Cynthia Eager

Personal information
- Full name: Maureen Cynthia Eager
- Nationality: Hong Konger
- Born: 24 November 1936 British Hong Kong
- Died: 25 August 1996 (aged 59) Keizer, Oregon, USA

Sport
- Sport: Swimming

= Cynthia Eager =

Hong Kong swimmer

Maureen Cynthia Eager (24 November 1936 - 25 August 1996) was a Hong Kong swimmer. Domestically, she would represent the Victoria Recreation Club. She also compete at the 1952 Summer Olympics, representing Hong Kong for their first appearance at an Olympic Games. She would compete in two freestyle events.

At the 1952 Summer Games, she would compete in the women's 100 metre freestyle and women's 400 metre freestyle. In both of the heats for the events, she would place last and would not advance to the semifinals. She later died in Keizer, Oregon, United States.

==Biography==
Maureen Cynthia Eager was born on 24 November 1936 in British Hong Kong. Domestically, she would represent the Victoria Recreation Club.

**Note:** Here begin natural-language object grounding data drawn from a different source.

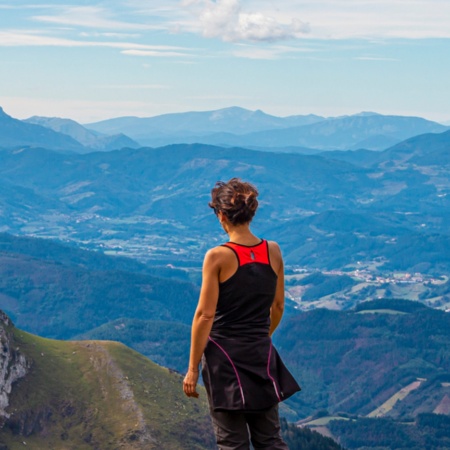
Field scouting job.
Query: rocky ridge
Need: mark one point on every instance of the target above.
(13, 366)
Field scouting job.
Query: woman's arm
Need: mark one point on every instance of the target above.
(203, 319)
(277, 309)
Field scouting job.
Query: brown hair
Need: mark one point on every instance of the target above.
(236, 199)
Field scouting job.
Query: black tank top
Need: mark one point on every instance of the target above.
(245, 299)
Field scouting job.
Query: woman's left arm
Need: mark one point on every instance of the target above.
(203, 319)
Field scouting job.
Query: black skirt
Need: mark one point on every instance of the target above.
(245, 374)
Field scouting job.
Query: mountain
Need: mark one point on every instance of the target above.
(167, 127)
(94, 395)
(102, 395)
(237, 127)
(152, 203)
(15, 133)
(373, 132)
(75, 291)
(89, 139)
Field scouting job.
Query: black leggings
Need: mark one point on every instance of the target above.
(234, 430)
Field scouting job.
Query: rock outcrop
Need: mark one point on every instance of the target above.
(13, 365)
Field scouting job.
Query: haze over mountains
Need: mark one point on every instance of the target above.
(354, 226)
(254, 129)
(229, 127)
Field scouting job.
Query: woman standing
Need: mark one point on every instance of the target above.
(241, 304)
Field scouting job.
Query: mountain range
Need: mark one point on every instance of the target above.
(384, 360)
(237, 127)
(332, 210)
(228, 127)
(57, 134)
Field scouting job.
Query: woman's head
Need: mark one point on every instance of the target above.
(235, 199)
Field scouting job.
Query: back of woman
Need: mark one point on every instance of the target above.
(241, 303)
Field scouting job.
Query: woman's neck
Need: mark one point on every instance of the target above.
(241, 234)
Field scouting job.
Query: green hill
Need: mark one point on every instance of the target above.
(59, 292)
(99, 395)
(102, 395)
(354, 361)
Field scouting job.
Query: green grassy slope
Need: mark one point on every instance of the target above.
(100, 395)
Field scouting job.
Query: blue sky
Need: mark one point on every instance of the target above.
(90, 60)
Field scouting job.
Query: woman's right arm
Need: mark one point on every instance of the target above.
(277, 309)
(203, 319)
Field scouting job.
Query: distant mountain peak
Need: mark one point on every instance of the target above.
(366, 114)
(3, 114)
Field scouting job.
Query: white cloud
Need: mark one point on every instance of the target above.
(155, 53)
(33, 38)
(89, 17)
(226, 20)
(265, 20)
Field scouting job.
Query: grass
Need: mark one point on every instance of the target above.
(100, 395)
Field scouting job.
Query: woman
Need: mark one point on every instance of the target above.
(241, 304)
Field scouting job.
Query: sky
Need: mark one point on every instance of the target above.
(94, 60)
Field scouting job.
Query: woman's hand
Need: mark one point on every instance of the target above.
(190, 383)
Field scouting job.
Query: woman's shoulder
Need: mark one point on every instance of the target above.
(219, 252)
(274, 247)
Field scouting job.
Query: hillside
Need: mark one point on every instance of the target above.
(151, 204)
(15, 133)
(89, 139)
(102, 395)
(98, 395)
(354, 361)
(237, 127)
(59, 292)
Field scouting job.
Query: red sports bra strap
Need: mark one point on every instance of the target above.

Hong Kong would compete at the 1952 Summer Olympics in Helsinki, Finland, making their first appearance at any edition of the Olympic Games. There, Eager would compete as part of the team and be one of the first Olympians for Hong Kong. She would compete in two freestyle events in swimming.

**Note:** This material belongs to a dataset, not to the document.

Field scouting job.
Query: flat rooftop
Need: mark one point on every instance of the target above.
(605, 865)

She would first compete in the heats of the women's 100 metre freestyle on 26 July against six other competitors in her round. There, she would finish with a time of 1:16.8 and placed last in her heat; she would not advance to the semifinals. She would then compete in the heats of the women's 400 metre freestyle on 31 July against six other competitors in her round. There, she would finish with a time of 5:55.8 and would again place last in her heat; she would not advance to the semifinals.

Eager later died on 25 August 1996 in Keizer, Oregon, United States.